Il y a des gens qui vous disent hardiment qu’il n’y a point de produits exotiques, que ces distinctions sont arbitraires, que tous les produits étrangers ont plus ou moins leurs similaires ou leurs équivalens dans le pays. Ne nous arrêtons pas à disputer sur les mots. Il nous suffit qu’il y ait un certain ordre de produits dont nous ne trouvons pas parmi nous les similaires directs, que nous appelons en conséquence exotiques, et qui, n’étant pas sujets aux mêmes lois que les autres, sont susceptibles de produire un revenu plus considérable et plus constant. Telles sont, par exemple, toutes les denrées dites coloniales, le sucre[1], le café, le cacao, le thé, les épices. Nous pourrions même y joindre les cotons bruts, les bois de teinture et d’ébénisterie, et beaucoup d’autres produits du même ordre, si ces produits n’étaient pas des matières premières qu’il importe de faire arriver sur notre marché à bas prix.

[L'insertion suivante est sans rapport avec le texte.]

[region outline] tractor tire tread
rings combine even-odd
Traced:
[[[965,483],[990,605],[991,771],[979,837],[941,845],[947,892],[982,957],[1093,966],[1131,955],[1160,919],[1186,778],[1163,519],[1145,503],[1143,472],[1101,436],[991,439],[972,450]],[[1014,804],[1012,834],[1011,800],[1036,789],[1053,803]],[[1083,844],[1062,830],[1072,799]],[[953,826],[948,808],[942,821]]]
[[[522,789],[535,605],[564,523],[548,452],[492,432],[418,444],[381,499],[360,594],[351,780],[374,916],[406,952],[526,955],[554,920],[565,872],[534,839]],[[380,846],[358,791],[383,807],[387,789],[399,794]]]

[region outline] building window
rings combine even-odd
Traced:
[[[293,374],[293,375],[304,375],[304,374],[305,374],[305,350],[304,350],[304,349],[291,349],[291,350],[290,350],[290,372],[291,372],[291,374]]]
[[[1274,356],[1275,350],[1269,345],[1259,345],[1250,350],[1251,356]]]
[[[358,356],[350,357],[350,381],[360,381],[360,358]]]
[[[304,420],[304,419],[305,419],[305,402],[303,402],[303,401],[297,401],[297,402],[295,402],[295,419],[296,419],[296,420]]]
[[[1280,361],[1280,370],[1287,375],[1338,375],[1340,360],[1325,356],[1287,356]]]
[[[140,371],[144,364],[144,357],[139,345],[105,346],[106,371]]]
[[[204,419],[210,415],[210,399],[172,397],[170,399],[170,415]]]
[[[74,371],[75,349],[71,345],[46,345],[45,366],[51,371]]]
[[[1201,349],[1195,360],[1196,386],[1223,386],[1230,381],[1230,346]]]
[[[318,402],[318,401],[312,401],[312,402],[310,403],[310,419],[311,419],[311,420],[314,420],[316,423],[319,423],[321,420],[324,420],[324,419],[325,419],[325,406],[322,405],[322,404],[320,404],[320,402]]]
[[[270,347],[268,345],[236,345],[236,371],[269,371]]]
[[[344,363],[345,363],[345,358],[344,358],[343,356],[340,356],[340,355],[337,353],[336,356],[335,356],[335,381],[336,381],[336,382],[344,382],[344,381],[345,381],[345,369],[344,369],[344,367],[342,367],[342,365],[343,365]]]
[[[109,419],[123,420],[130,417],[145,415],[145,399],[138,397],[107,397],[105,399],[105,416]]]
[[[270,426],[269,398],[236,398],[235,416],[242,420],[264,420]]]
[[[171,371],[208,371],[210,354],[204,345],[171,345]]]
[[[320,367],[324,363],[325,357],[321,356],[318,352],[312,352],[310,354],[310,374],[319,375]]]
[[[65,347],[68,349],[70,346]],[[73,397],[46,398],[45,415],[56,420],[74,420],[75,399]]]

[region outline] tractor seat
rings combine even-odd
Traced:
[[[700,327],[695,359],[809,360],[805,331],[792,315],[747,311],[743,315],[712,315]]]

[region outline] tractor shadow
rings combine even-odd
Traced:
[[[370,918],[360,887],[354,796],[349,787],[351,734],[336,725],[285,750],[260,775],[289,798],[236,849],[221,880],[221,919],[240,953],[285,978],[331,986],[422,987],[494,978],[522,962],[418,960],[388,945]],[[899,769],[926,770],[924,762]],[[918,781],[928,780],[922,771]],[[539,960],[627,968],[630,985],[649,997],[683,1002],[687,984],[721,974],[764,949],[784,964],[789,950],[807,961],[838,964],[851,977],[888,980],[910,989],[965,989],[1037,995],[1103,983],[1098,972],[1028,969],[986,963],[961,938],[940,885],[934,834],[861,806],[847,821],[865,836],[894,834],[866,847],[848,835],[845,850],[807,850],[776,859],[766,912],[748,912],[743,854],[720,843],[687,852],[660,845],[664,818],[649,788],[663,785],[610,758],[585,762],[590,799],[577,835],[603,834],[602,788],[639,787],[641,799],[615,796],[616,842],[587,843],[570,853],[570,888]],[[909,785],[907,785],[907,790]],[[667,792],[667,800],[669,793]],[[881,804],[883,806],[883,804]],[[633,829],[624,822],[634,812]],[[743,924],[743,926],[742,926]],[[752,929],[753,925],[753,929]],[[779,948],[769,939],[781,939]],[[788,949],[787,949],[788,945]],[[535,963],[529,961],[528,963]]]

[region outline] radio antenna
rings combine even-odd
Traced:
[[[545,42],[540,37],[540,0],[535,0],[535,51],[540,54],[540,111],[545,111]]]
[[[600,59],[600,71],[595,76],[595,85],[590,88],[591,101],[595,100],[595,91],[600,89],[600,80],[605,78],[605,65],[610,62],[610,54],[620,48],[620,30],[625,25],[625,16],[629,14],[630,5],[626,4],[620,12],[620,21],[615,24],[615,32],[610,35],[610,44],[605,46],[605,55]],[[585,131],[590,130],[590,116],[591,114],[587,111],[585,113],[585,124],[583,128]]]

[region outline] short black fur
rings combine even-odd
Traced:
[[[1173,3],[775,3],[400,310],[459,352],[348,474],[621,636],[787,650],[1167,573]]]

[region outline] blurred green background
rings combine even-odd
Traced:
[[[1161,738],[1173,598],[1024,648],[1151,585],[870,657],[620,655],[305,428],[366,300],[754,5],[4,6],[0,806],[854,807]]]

La distinction entre ces marchandises et celles que notre propre sol fournit est si peu arbitraire, en ce qui concerne particulièrement leur aptitude à grossir le revenu public, qu’elle se manifeste en quelque sorte d’elle-même dans tous les pays où il existe une douane régulière. Examinez les recettes de la douane chez la plupart des peuples de l’Europe, et vous verrez que partout les produits que nous nommons exotiques en fournissent la meilleure part. Cela est vrai même dans les pays, et ils sont en grand nombre, où les tarifs ont été dressés au hasard,

  1. Il y a quelques réserves à faire au sujet du sucre depuis l’établissement de la fabrication du sucre indigène ; nous y reviendrons.